Neuf membres des compagnies républicaines de sécurité (CRS) ont été condamnés, mardi 17 mars, par le tribunal correctionnel de Paris à des peines allant de six mois à deux ans de prison avec sursis.

Ils étaient jugés pour des violences commises contre des manifestants du mouvement des « gilets jaunes », réfugiés dans un restaurant Burger King de la capitale lors de l’acte 3 de la mobilisation, le 1ᵉʳ décembre 2018.
Une décision de justice au-delà des réquisitions
Au terme de trois jours d’audience tenus à la mi-février, le parquet avait requis des peines comprises entre six et vingt mois de prison avec sursis. Le tribunal a finalement prononcé des sanctions légèrement supérieures à ces réquisitions, marquant la gravité des faits retenus contre les neuf fonctionnaires, tous issus de la CRS 43 basée à Chalon-sur-Saône à l’époque.

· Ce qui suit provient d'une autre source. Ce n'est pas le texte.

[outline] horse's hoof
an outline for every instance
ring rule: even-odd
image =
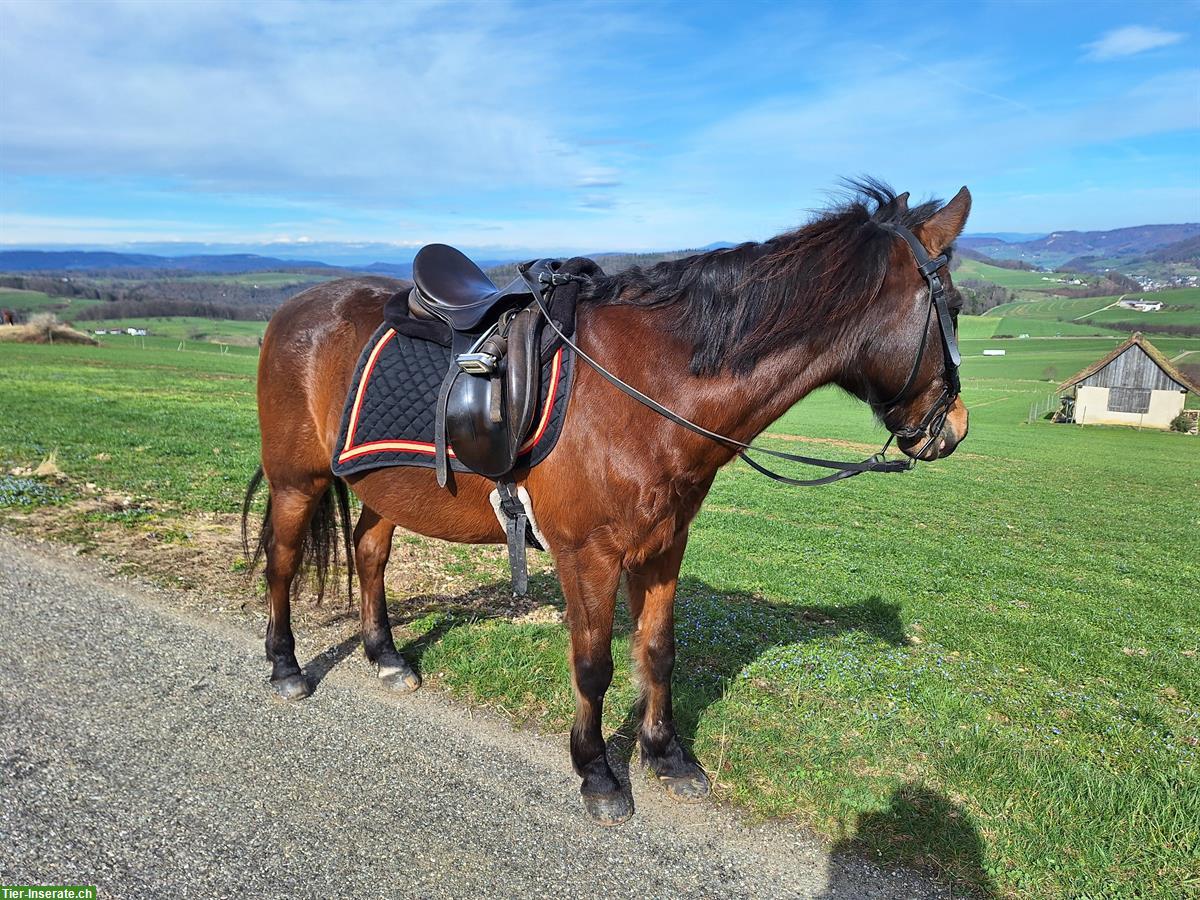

Ils étaient poursuivis pour violences volontaires avec circonstances aggravantes, dans un contexte de maintien de l’ordre particulièrement tendu.
Une scène de violences largement diffusée
Les faits remontent à une journée marquée par de fortes tensions dans la capitale. Alors que des affrontements opposaient manifestants et forces de l’ordre, plusieurs personnes s’étaient réfugiées dans un restaurant de la chaîne Burger King pour échapper aux gaz lacrymogènes.
Les images, captées par des témoins, des journalistes et des caméras de surveillance, ont rapidement circulé sur les réseaux sociaux. On y voit une intervention brutale des forces de l’ordre : coups de matraque, coups de pied, personnes à terre entre les tables. La séquence, d’une durée de deux minutes trente-sept, montre des manifestants frappés sans sommation apparente ni possibilité immédiate de quitter les lieux.
Ces images ont contribué à nourrir un débat national sur les pratiques du maintien de l’ordre en France.
Des policiers qui reconnaissent des gestes « inadaptés »
Lors de leur procès, les neuf CRS ont admis certains gestes qu’ils ont qualifiés d’« inadaptés », tout en refusant de présenter des excuses. Ils ont expliqué leur comportement par un contexte qu’ils ont décrit comme « insurrectionnel », évoquant également leur fatigue et la pression liée à des semaines de mobilisation intense.
À la barre, plusieurs ont fait part d’un sentiment d’abandon par leur hiérarchie, mettant en cause l’organisation et les consignes de la préfecture de police de Paris.
La question de la proportionnalité de la force
De son côté, la procureure de la République, Marie Dubarry, a recentré le débat sur la légalité de l’action policière. Selon elle, l’enjeu du procès n’était pas de juger l’ensemble de la situation de maintien de l’ordre ce jour-là, mais « le moment précis où l’usage de la force a cessé d’être nécessaire et proportionné ».
Le tribunal a suivi cette ligne d’analyse en estimant que, dans ce cas précis, la réponse policière avait dépassé le cadre légal.
Un jugement symbolique
Cette décision s’inscrit dans un contexte plus large de remise en question des pratiques policières lors du mouvement des « gilets jaunes », marqué par de nombreuses accusations de violences et plusieurs enquêtes judiciaires.
Elle constitue un signal judiciaire fort sur les limites de l’usage de la force par les forces de l’ordre, rappelant que même dans des situations de forte tension, l’action policière doit rester strictement encadrée par le principe de proportionnalité.